Indeed, there is such a contrast between these two readings and it’s kind of in reverse compared to the norm we are used to where the God of the Old Testament seems harsher,   and the God of the New Testament seems more merciful.  So, what gives? 


Well, I think that people are challenged to live the life that God intends for them- God’s will for them, alright.  But let’s face it- things happen.  Fortunately for us, when we sin, life is not like what happens if you fall off a tall building.  God does cut us some slack.  Each moment of our life God is there offering us a new plan to repent and harmonize ourselves with His plan, even as we go wrong.  It is kind of like these new GPS devices in our cars.  When you make a mistake, the device right away calculates a correction.  Oh, we have to face the consequences of the mistakes, alright, just like the consequences of missing our turn or exit on the road.  But the correction is offered to us by God immediately, relentlessly merciful in His approach, just like these GPS devices offer us an alternative right away.
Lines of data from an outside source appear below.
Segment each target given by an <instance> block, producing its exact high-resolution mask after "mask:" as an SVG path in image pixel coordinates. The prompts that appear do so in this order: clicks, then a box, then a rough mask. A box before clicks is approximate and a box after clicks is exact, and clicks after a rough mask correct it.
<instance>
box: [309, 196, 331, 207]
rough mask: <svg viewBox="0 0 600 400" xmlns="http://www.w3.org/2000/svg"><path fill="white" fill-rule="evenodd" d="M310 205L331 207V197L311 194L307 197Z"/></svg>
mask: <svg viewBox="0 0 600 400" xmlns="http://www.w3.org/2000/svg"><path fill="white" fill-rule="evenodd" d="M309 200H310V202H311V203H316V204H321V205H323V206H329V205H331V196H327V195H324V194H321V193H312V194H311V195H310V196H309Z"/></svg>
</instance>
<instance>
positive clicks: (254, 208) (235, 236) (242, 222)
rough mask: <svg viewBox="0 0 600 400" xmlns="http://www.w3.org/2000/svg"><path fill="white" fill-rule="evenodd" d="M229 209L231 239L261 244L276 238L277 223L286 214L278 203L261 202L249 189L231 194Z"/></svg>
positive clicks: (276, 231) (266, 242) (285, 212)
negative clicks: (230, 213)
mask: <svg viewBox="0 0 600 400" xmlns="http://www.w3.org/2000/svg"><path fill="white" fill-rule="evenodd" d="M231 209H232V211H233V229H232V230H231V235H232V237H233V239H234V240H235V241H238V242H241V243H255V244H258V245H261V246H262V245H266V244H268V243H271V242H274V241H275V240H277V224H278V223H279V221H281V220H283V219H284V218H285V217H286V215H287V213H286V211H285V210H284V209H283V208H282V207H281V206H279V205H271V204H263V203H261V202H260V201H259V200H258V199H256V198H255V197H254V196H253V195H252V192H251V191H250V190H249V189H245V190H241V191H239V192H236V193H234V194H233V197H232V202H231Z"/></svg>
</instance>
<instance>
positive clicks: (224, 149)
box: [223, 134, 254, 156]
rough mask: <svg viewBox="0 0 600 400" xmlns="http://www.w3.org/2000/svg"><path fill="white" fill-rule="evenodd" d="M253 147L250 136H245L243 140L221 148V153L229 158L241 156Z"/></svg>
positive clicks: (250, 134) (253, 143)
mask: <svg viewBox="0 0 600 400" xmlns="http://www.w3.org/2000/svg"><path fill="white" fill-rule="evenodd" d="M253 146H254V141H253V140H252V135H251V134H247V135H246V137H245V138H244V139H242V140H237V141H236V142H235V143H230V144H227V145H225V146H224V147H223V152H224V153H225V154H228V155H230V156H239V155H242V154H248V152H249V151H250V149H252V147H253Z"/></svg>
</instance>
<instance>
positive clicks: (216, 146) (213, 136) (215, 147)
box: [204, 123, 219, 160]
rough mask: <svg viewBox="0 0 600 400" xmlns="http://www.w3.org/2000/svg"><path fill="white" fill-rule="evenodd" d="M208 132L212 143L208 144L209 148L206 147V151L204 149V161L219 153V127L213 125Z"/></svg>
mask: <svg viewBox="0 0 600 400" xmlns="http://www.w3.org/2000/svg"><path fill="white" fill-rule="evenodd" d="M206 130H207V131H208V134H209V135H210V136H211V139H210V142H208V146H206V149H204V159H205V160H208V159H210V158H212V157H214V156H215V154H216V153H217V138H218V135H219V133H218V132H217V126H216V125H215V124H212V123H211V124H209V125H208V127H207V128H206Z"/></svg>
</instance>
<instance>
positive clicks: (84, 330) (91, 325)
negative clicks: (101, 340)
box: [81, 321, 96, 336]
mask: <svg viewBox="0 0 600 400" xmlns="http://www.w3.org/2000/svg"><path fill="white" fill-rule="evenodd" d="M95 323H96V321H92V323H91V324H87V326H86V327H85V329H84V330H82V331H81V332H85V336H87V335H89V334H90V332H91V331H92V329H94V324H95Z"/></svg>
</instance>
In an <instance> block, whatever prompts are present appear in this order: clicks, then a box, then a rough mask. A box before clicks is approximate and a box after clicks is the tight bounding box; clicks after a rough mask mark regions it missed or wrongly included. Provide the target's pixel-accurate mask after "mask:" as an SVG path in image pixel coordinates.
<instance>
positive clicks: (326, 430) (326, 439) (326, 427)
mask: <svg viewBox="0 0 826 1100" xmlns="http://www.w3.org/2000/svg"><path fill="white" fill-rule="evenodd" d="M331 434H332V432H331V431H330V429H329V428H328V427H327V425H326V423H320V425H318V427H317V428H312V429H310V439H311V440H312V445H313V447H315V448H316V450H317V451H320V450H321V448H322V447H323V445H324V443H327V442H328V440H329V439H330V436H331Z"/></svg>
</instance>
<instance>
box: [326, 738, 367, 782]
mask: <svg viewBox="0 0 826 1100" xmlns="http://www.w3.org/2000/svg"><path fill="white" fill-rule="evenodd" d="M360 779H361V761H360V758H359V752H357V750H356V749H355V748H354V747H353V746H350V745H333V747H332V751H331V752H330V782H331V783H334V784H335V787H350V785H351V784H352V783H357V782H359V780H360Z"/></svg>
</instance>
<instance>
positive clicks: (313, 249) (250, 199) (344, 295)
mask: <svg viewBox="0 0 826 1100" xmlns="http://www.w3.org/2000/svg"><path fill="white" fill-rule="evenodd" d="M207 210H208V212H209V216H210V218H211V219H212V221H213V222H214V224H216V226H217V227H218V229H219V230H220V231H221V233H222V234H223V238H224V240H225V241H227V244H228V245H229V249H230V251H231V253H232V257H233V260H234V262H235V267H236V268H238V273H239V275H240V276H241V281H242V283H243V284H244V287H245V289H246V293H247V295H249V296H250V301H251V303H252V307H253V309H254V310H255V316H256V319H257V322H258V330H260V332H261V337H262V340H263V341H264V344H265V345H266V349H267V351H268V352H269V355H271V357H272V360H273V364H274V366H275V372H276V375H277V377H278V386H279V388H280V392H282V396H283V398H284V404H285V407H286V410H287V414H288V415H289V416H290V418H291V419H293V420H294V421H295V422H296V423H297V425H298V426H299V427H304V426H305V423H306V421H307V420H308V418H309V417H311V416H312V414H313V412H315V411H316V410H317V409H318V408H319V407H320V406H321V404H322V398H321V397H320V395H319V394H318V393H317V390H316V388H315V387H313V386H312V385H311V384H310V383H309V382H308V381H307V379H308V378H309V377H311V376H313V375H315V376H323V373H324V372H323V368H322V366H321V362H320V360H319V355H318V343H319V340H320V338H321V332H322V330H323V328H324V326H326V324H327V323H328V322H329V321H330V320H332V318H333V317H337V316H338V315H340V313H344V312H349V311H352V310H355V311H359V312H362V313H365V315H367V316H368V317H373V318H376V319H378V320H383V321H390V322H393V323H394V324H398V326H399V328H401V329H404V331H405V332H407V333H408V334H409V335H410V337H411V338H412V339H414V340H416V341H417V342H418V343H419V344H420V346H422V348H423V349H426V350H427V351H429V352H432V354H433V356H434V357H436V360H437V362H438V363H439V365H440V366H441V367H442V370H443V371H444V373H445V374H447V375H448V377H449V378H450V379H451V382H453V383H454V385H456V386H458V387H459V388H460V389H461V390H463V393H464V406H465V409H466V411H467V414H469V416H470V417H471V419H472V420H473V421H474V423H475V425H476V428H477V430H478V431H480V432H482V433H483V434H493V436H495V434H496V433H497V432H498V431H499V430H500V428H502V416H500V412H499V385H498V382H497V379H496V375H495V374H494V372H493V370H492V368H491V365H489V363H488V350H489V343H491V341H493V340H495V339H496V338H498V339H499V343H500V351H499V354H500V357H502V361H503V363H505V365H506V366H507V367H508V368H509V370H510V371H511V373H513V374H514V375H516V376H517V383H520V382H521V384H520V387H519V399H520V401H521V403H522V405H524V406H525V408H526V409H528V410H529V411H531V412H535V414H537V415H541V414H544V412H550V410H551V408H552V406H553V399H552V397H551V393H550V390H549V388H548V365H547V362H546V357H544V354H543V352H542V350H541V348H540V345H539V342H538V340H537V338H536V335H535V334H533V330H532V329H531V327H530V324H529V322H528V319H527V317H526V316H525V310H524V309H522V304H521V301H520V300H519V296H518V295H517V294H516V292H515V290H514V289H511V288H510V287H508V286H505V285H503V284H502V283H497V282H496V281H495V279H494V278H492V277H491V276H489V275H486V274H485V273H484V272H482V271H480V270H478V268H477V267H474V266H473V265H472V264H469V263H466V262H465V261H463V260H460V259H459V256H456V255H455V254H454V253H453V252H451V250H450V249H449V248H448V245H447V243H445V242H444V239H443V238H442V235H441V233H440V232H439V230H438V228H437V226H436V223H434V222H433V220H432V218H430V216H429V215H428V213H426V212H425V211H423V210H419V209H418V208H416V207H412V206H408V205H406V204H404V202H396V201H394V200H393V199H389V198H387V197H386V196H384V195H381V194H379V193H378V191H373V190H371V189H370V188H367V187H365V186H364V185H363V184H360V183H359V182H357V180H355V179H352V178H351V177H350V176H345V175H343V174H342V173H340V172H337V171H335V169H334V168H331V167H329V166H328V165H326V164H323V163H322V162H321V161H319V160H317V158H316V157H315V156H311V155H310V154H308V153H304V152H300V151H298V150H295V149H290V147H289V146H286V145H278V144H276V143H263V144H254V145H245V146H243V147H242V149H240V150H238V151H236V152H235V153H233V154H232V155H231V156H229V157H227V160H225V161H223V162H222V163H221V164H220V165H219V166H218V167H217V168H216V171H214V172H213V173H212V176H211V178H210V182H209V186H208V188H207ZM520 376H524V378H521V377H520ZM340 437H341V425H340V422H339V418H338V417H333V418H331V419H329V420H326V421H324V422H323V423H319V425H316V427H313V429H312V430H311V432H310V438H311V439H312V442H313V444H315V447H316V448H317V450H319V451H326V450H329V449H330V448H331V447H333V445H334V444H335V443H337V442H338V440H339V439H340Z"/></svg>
Jacob’s sons made a big mistake, and they had to face the consequences.  One of those consequences was the famine that they experienced as a family.  Fortunately for them, it was in God’s plan to bless Joseph as he was offered his alternate path to God’s plan for him once he was sold into slavery. 


What God teaches us in the New Testament is that He hates to be ignored, not listened to, put on the back burner, and rejected.  It is then that His attitude is severe.  The Evangelists in the Gospel are commissioned to spread the Good News.  But when folks ignore it and reject the Good News, they are turning their back on the constant reform that is offered to them.  Jesus is advising His Evangelists to be harsh under these circumstances.  But to those who listen, who are in tune with God’s ever present urges to respond to Him even as we fail, God will be merciful and kind to us.


And that’s the Good News.  No matter what you’ve done; God is always there for you, even in the midst of your sin, urging you to repent and make a correction.  And just like Jacob’s family in the Old Testament story, you will be blessed when you get back on track.